Types Of Stepper Motors
There are three main types of stepper motors:
- Permanent Magnet Stepper. PM steppers have rotors that are constructed with permanent magnets, which interact with the electromagnets of the stator to create rotation and torque. PM steppers usually have comparatively low power requirements and can produce more torque per unit of input power.
- Variable Reluctance Stepper. VR stepper rotors are not built with permanent magnets. Rather, they are constructed with plain iron and resemble a gear, with protrusions or “teeth” around the circumference of the rotor. The teeth lead to VR steppers that have a very high degree of angular resolution; however, this accuracy usually comes at the expense of torque.

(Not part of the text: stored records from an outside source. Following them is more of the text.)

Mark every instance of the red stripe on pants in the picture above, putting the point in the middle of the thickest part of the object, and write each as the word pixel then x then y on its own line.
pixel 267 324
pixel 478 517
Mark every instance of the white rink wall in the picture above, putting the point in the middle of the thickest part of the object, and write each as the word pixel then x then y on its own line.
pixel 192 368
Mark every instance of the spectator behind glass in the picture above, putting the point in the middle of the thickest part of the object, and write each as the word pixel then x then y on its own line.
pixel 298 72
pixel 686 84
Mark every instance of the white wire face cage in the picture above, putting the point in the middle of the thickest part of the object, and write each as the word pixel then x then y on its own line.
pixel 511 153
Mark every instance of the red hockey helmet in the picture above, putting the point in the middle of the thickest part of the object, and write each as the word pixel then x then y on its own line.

- Hybrid Syncronous Stepper. HS stepper rotors use the best features of both PM and VR steppers. The rotor in an HS motor has a permanent magnet core, while the circumference is built from plain iron and has teeth. A hybrid synchronous motor, therefore, has both high angular resolution and high torque.
Stepper motors have three main operating modes. Using a rotor with 200 teeth as a basic example, the operating modes are:
- Full Step Mode. For each 360° rotation of the motor shaft, the rotor proceeds through 200 distinct steps, each exactly 1.8°. During full step operation, two of the phases on the stator are always energized. This provides maximum torque, but angular resolution is limited by the number of teeth on the rotor.
- Half Step Mode. For each 360° rotation of the motor shaft, the rotor proceeds through 400 distinct steps, each exactly 0.9°. During half step operation, there is an alternation between having one or two phases on the stator energized. This provides twice the level of angular resolution for increased positioning accuracy but comes at the expense of torque.
- Micro Step Mode. For each 360° rotation of the motor shaft, the rotor proceeds through 51,200 distinct steps, each exactly 0.007°. During micro-step operation, phases on the stator can be either energized, de-energized or partially energized. This mode is used in applications where highly accurate positioning is needed, although torque rating can be reduced by as much as 30%.
When choosing a stepper motor for your application, it is important to analyze the motor’s torque-speed curve. This data, which should be available from the manufacturer, is a graphical representation of the motor’s torque at a given speed. The torque-speed curve of a motor must closely match the requirements of the application, otherwise, the performance of the system will not be as expected.